As we have previously noted, earn-outs are becoming an increasingly common part of M&A deals, and there are a number of key commercial questions to consider when negotiating them. But there are also tax consequences that must be considered when structuring earn-outs.
Earn-outs link a portion of total purchase price to the performance of the business following the acquisition. In effect, the purchaser will hold back a portion of the purchase price, and if specified targets are achieved, all or a portion of the held-back purchase price will be paid to the seller. In contrast, a reverse earn-out requires the purchaser to pay the seller the entire purchase price up front. If specified performance targets for the business are not met, the seller will be required to repay a portion of the purchase price to the purchaser. While the two approaches may end up with the same before-tax result, the after-tax the outcomes can be quite different.
Treatment of earn-outs
Generally, earn-out payments are treated as income earned by seller, and not as capital gains. As a result, the entire earn-out payment will generally be taxable to the seller, rather than 50%. There are, however, certain situations where the Canada Revenue Agency (CRA) will, as a matter of administrative policy, treat earn-out payments as additional proceeds of disposition, giving rise to capital gains (50% which are taxable) when they become determinable by applying the “cost recovery method”.

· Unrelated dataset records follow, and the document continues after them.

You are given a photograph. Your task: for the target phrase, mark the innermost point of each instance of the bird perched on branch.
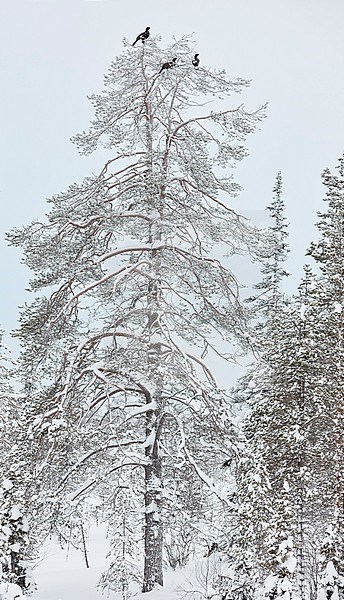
(168, 65)
(143, 36)
(195, 60)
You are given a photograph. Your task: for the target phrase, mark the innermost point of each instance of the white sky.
(53, 53)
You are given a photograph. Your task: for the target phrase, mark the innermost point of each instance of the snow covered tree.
(328, 419)
(15, 542)
(256, 532)
(137, 295)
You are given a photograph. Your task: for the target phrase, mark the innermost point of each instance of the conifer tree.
(328, 420)
(114, 352)
(15, 541)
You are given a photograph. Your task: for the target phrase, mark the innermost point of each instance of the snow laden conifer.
(256, 533)
(328, 422)
(135, 264)
(15, 541)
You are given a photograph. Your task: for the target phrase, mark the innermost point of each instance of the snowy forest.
(113, 415)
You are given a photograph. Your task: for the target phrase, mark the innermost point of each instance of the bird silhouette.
(195, 60)
(168, 65)
(142, 36)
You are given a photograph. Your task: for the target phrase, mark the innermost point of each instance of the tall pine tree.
(114, 353)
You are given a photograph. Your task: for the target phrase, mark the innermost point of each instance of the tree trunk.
(153, 540)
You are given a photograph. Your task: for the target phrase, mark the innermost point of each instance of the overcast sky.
(53, 53)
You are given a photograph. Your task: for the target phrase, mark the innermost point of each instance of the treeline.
(118, 416)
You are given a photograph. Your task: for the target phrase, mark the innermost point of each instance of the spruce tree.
(114, 352)
(328, 421)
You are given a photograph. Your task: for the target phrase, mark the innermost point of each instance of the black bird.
(168, 65)
(195, 60)
(142, 36)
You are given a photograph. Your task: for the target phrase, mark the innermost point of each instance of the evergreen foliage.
(115, 347)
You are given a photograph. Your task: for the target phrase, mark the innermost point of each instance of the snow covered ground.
(62, 575)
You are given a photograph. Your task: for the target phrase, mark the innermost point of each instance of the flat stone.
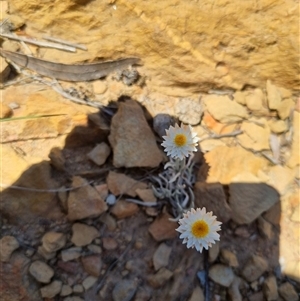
(160, 278)
(213, 198)
(124, 290)
(66, 290)
(228, 162)
(274, 96)
(71, 253)
(5, 111)
(223, 109)
(248, 201)
(162, 228)
(229, 258)
(53, 241)
(288, 292)
(7, 245)
(221, 274)
(83, 234)
(285, 108)
(92, 264)
(88, 282)
(255, 137)
(109, 243)
(161, 256)
(85, 201)
(197, 295)
(124, 209)
(121, 184)
(128, 126)
(99, 153)
(41, 271)
(270, 288)
(52, 289)
(254, 268)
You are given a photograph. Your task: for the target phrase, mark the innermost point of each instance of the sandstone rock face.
(131, 138)
(176, 48)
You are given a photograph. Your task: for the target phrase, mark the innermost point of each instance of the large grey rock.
(131, 138)
(248, 201)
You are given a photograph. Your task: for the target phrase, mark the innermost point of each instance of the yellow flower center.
(200, 229)
(180, 140)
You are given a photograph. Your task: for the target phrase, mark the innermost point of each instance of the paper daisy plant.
(198, 229)
(180, 141)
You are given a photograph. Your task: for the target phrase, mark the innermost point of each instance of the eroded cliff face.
(186, 46)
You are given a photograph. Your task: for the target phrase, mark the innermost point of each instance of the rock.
(53, 241)
(14, 284)
(234, 291)
(57, 158)
(124, 209)
(160, 278)
(83, 234)
(124, 290)
(270, 288)
(5, 110)
(109, 243)
(85, 201)
(99, 86)
(88, 282)
(7, 245)
(92, 264)
(4, 71)
(213, 198)
(66, 290)
(213, 252)
(45, 254)
(223, 109)
(41, 271)
(274, 96)
(189, 110)
(197, 295)
(281, 178)
(228, 162)
(255, 100)
(265, 228)
(99, 153)
(294, 158)
(128, 126)
(288, 292)
(94, 249)
(71, 253)
(278, 126)
(221, 274)
(121, 184)
(162, 122)
(78, 289)
(161, 256)
(255, 137)
(285, 108)
(109, 221)
(162, 228)
(51, 290)
(229, 258)
(146, 195)
(254, 268)
(248, 201)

The CRA’s policy applies only to earn-outs on share purchases where, among other things, the earn-out feature ends no later than 5 years after the sale, the earn-out feature relates to the underlying goodwill that the parties cannot reasonably determine, and the seller is resident in Canada. If the “cost recovery method” applies and the earn-out payments are to be made after the payment amount becomes determinable, the seller may be entitled to claim a capital gains reserve on the payment.

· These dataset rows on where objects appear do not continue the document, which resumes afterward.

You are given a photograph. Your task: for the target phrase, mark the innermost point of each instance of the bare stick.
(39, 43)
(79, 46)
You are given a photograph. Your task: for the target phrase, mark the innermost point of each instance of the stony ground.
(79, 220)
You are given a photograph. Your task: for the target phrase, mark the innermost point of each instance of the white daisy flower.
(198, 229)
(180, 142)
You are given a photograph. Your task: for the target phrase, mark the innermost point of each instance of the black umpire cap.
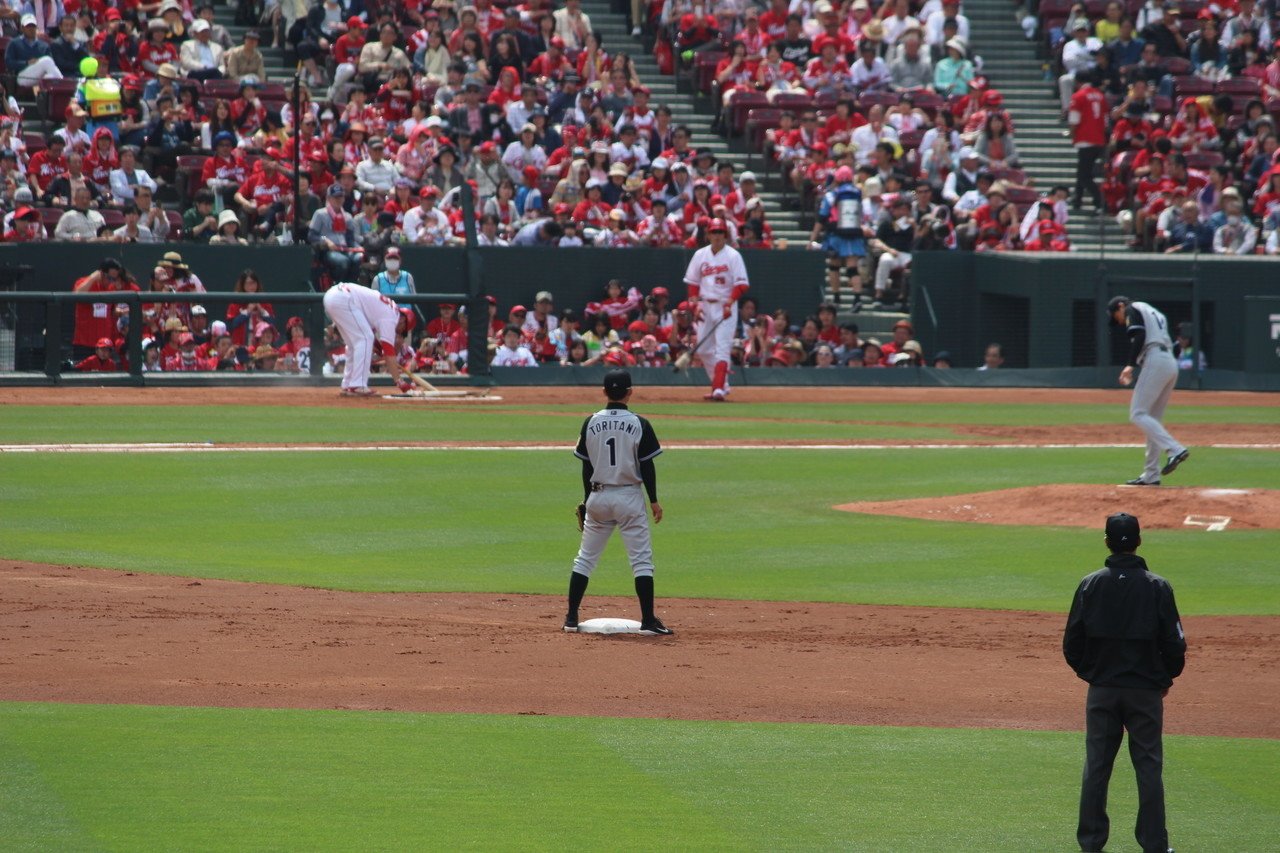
(1123, 532)
(1116, 301)
(617, 383)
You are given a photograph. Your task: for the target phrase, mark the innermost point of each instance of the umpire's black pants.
(1109, 714)
(1086, 159)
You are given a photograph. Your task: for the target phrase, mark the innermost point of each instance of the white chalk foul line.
(206, 447)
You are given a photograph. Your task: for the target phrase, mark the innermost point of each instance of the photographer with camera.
(96, 320)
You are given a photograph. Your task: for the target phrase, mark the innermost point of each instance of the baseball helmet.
(410, 319)
(1116, 301)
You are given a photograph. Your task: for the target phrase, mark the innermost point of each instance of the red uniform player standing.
(717, 281)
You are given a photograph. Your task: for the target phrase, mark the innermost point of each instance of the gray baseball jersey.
(616, 441)
(1153, 325)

For the purchaser, the initial payment of the base purchase price will generally establish the purchaser’s tax cost in the property it acquires. Any earn-out payments will generally increase the tax cost of the property by the amount of the earn-out
Treatment of reverse earn-outs
The CRA’s policy is generally to treat the upfront payment of the purchase price as the seller’s entire proceeds of disposition on the sale. As a result, the seller will realize a capital gain (or capital loss) on the cash received upfront, 50% of which will be taxable to the seller. If the purchaser is then required to repay a portion of the purchase price under the reverse earn-out, the purchase price is generally treated as having been reduced by that payment, thus reducing the capital gain (or increasing the capital loss).

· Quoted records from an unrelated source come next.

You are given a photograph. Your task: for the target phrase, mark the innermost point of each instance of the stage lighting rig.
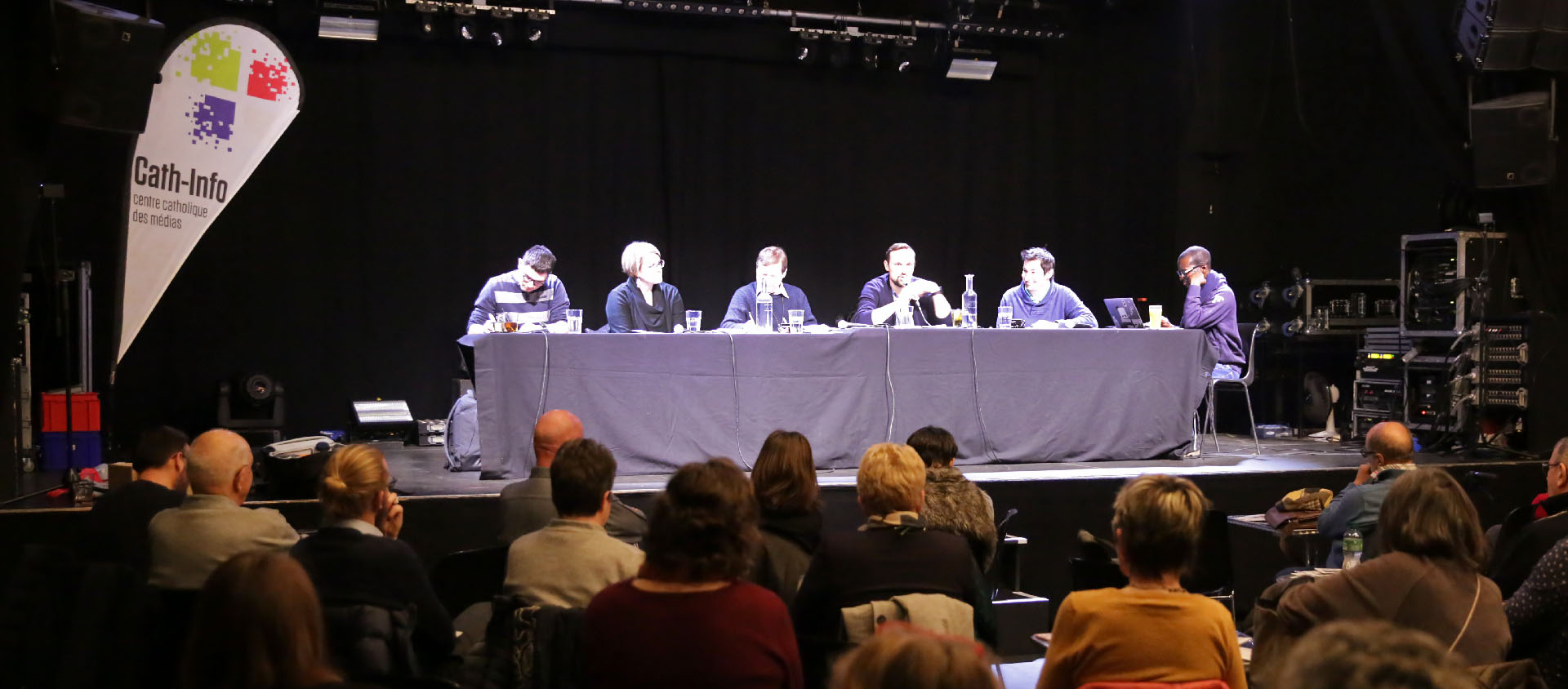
(695, 8)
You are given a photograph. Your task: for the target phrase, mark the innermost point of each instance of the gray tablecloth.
(659, 402)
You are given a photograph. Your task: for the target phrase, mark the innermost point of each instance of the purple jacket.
(1213, 309)
(1058, 304)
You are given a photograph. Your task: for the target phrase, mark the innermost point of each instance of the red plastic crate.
(83, 412)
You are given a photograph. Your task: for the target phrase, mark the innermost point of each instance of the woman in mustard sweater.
(1152, 630)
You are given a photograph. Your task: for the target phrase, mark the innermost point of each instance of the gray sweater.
(568, 562)
(189, 542)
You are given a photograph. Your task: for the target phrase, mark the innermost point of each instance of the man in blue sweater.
(1039, 301)
(530, 295)
(1211, 307)
(772, 267)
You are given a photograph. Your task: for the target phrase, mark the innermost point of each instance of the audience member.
(211, 525)
(784, 479)
(356, 558)
(1539, 616)
(119, 517)
(1152, 630)
(903, 656)
(257, 627)
(954, 503)
(1392, 453)
(569, 561)
(893, 553)
(687, 619)
(1530, 531)
(526, 506)
(1371, 655)
(1429, 576)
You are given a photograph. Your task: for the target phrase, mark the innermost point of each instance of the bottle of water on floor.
(971, 301)
(765, 312)
(1353, 545)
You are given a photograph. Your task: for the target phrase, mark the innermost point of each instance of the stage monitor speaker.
(1510, 140)
(104, 63)
(1498, 35)
(1551, 44)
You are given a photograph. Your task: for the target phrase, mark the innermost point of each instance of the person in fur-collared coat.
(954, 503)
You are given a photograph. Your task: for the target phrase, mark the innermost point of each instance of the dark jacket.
(119, 522)
(1521, 542)
(625, 309)
(784, 553)
(879, 293)
(954, 503)
(1211, 307)
(353, 567)
(882, 561)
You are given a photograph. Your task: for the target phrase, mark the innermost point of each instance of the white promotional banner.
(228, 95)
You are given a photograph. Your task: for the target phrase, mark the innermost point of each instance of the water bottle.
(971, 301)
(765, 312)
(1353, 545)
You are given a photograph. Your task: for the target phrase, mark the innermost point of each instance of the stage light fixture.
(537, 29)
(806, 47)
(840, 49)
(501, 32)
(871, 52)
(466, 25)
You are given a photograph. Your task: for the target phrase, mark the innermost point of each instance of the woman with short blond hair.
(645, 301)
(354, 556)
(893, 553)
(1152, 630)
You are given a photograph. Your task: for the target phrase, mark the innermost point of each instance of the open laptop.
(1125, 312)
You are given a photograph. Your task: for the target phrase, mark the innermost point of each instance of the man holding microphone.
(883, 296)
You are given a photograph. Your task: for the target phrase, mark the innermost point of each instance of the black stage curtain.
(1278, 135)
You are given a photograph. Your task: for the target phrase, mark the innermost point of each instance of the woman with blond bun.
(903, 656)
(1152, 630)
(356, 556)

For the purchaser, reverse earn-outs are treated similarly to standard earn-outs. The upfront payment of the purchaser price will generally establish the purchaser’s tax cost in the property. Any amounts repaid by the seller under the reverse earn-out will serve to reduce the purchaser’s tax cost in the property. As a result, the purchaser will generally end up in the same tax position using either approach.
Earn-outs are a useful tool for ensuring that the actual value of property acquired in a share or asset sale is reflected by the final price. However, the tax consequences of earn-outs must be considered in their negotiation. If a vendor is not able to receive capital gains treatment on earn-out payments (as will be the case in all asset deals, and in many share deals), a reverse earn-out may be advisable.